Did You Know? Some of the Things You Learn at TED
A week of TEDGlobal Talks leaves you with many lasting impressions and some very interesting things to mull over – especially after hearing almost 100 hand-picked speakers in under 5 days. Here are some of the fun facts that just won’t leave me alone…
- Some resources for the future may not come from earth – one 500 meter asteroid is worth $330billion dollars due to the concentration of platinum group metals (let’s get it from space – it currently takes 1 ton of rock mined on earth for one pea size bit of platinum), according to Eric Anderson.
- There is a new insurance only sold online for Finnish students first leaving home called “Undo” (as in if something bad happens they can Control Z – the site has YouTube videos of the kinds of things that can befall young people with skateboards, cupboards and the like), as told by Jeffrey Mann.
- We eat 500g of insects per year, as all processed food is allowed to include x number of insect parts, and campari and surimi “crab” sticks are coloured with natural dyes from insects (which cost the same per ounce as gold). This good news from Marcel Dicke.
- One pig becomes 185 products, from ammunition to bread, from train brakes to a heart valve. The pig is all around us. A catalogue of Dutch pig number 05049 was produced by Christien Meinderstma.
- Math teaching is all wrong, according to Conrad Wolfram. Calculations are only one part of math, perhaps the least interesting part, and certainly the only part that computers can do well. So why is that the only aspect of maths we are being taught in school, and especially why are we doing it by hand?
- According to Economist Tim Jackson, we buy things we don’t need with money we don’t have to make impressions that don’t last on people we don’t care about.
- We should be calling ourselves Coctivores instead of omnivores because we are animals that live almost entirely on cooked food (just look at our teeth – we did, all 700 of us in the audience at TED). Heribert Watzke told us that we have developed such big brains because cooked food gives us more energy. (He also told us we have two brains, the second is a small one in our stomach.)

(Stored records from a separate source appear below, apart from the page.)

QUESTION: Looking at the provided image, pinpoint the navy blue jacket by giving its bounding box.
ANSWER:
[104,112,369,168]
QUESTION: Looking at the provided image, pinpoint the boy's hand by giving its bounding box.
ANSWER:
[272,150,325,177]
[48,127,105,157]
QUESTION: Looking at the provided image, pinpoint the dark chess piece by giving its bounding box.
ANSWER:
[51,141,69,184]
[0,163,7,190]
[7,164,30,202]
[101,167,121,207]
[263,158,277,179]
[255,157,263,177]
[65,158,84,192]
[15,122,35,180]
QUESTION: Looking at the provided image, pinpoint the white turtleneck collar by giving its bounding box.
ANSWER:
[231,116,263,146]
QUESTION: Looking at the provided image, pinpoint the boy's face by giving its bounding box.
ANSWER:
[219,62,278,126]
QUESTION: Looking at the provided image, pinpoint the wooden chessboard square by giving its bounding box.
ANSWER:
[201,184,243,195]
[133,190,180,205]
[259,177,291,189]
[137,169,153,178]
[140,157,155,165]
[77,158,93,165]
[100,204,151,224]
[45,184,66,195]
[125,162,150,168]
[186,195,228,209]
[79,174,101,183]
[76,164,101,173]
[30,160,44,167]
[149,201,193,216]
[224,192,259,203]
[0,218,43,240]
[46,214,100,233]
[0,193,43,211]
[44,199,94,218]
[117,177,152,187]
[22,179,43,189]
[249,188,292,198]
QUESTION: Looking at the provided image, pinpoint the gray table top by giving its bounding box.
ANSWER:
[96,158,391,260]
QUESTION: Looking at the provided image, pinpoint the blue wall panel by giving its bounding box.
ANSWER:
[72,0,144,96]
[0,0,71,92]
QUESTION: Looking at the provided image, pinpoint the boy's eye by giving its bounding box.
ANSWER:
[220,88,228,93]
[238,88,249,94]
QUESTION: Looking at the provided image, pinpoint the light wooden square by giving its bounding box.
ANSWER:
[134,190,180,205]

- Dimitar Sasselov, working on Harvard’s Origins of Life Project, gave us some news from the Kepler telescope – apparently the Milky Way is rich in small earth-like planets, a first batch of 60 are ready for further study to see if they are habitable.
That’s TED. It’s still swimming around in my head as I try to process it all.
Well, we can just take our two brains, computers, a few pigs and some delicious insects to another planet, and send back asteroids to pay for our UNDO insurance, just in case it doesn’t work out…and we just won’t care what other people think.